Italian, Spanish, Portuguese and Irish bond yields fell as expectations that a deal to raise the U.S. borrowing limit could be reached in time to avoid a catastrophic default supported appetite for riskier assets. But trade was range-bound and thin with U.S. markets closed for Columbus Day.
Bipartisan talks to bring the U.S. fiscal crisis to an end broke down on Saturday in the House of Representatives and shifted to Senate leaders. Senate talks showed signs of progress on Sunday, but there were no guarantees of a compromise.
The U.S. government has been partially shut since Oct. 1 and is expected to reach its borrowing limit by Oct. 17.
Safe-haven German Bund futures closed 4 ticks down at 139.75, while 10-year cash yields were flat at 1.86 percent, just off Friday's three-week high of 1.89 percent.
"There's hardly a sense of panic. There's nonchalance. The widespread expectation is that there will be a deal to avoid (default)," said Chris Scicluna, head of economic research at Daiwa Capital Markets.
Volumes in Bund futures at about 200,000 lots were about a quarter of the year-to-date daily average, but BNP Paribas rate strategist Patrick Jacq said big moves in Bunds were unlikely even as U.S. investors return to their desks on Tuesday.
"The probability of an event is very low but if it materialises then consequences would be massive. This can prevent the market from taking any direction," he said.
Ten-year Italian government bond yields were 2.6 basis points lower at 4.26 percent and Spanish yields were 3 bps lower at 4.27 percent.

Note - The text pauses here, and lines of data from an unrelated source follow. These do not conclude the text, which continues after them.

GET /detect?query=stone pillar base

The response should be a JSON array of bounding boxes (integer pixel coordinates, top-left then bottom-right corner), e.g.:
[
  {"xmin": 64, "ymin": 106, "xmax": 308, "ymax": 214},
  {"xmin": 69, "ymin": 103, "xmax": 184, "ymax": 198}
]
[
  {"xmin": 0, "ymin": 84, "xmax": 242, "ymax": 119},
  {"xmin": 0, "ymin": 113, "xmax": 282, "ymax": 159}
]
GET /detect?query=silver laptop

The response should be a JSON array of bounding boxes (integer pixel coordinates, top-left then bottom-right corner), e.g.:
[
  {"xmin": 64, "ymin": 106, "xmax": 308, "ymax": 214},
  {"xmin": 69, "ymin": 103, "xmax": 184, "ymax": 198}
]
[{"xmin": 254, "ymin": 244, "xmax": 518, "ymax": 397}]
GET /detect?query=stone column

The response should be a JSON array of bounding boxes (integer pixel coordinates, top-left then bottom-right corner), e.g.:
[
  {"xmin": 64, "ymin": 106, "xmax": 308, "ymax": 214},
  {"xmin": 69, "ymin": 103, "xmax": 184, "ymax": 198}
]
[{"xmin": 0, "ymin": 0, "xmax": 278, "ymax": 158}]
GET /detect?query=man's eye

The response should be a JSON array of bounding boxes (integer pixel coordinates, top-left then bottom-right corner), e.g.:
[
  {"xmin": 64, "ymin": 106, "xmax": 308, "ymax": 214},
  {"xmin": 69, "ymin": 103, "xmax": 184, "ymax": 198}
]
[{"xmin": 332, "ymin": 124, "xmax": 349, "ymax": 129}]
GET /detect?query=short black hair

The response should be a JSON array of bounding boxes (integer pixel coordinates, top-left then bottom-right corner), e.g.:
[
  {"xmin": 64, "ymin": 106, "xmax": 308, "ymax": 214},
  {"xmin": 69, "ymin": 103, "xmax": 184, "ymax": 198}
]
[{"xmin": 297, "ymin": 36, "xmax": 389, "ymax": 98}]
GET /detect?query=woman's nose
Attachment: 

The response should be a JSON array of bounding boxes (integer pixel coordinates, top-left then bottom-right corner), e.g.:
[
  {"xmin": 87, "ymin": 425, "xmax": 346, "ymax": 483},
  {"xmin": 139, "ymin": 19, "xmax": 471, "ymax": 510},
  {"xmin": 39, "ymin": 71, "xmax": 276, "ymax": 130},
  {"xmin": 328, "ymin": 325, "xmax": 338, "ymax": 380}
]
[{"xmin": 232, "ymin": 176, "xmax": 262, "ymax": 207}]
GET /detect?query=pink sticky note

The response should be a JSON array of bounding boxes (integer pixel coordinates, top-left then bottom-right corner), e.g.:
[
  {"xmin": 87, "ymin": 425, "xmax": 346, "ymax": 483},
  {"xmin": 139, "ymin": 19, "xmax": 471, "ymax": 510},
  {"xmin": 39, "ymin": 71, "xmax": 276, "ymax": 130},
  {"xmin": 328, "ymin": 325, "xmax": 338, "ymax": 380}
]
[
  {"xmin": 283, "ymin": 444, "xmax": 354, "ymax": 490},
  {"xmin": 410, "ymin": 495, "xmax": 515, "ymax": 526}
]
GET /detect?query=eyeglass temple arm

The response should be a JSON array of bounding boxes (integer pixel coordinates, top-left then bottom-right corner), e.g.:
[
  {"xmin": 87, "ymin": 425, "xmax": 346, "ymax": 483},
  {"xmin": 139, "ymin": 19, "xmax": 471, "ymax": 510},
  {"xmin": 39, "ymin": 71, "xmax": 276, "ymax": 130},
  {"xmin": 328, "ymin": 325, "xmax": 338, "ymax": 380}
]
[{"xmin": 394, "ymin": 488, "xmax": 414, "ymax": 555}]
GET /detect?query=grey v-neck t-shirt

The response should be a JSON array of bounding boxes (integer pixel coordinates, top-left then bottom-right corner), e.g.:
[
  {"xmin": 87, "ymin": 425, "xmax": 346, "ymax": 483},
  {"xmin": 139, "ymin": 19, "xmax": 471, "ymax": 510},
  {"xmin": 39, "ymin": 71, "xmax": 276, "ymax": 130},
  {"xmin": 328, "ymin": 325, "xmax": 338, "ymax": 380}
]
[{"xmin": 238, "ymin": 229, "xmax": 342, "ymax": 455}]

Italy's borrowing costs were sharply lower at a sale of up to 6 billion euros of bonds last Friday, rounding off a week of hefty debt sales in Rome and Madrid which drew robust interest.
The solid auctions highlighted improved sentiment towards the euro zone's debt-ridden southern economies, which is likely to support a Spanish sale of up to 2.5 billion euros ($3.4 billion) of three- and five-year bonds this Thursday.
PORTUGUESE BOND SWAP
Ten-year Portuguese yields briefly hit a fresh four-month low of 6.247 percent - some 5 bps lower on the day - as Lisbon said it was considering a debt exchange later this year in order to capitalise on the renewed demand for its bonds.
Portuguese bonds rallied last week following a positive review from its international lenders.
Debt swaps would put Portugal back on a path mirroring that taken by Ireland. Dublin is due to complete its bailout programme in December and said its hefty cash reserves mean that it may not need to seek any precautionary, follow-up credit line.
"If they do it and it's successful you would assume the market would be rallying on the back of it," said Alan McQuaid, chief economist at Merrion Stockbrokers.
Greek 10-year yields fell 26 bps to 8.69 percent as it announced plans to plug a funding gap by rolling over debt it issued in 2009 to support banks. Athens said it expected the European Central Bank to chip in, but European Central Bank policymaker Joerg Asmussen later reiterated the ECB view that this would infringe a ban on financing governments.
The move was exaggerated by illiquid conditions. Other Greek bonds were little changed.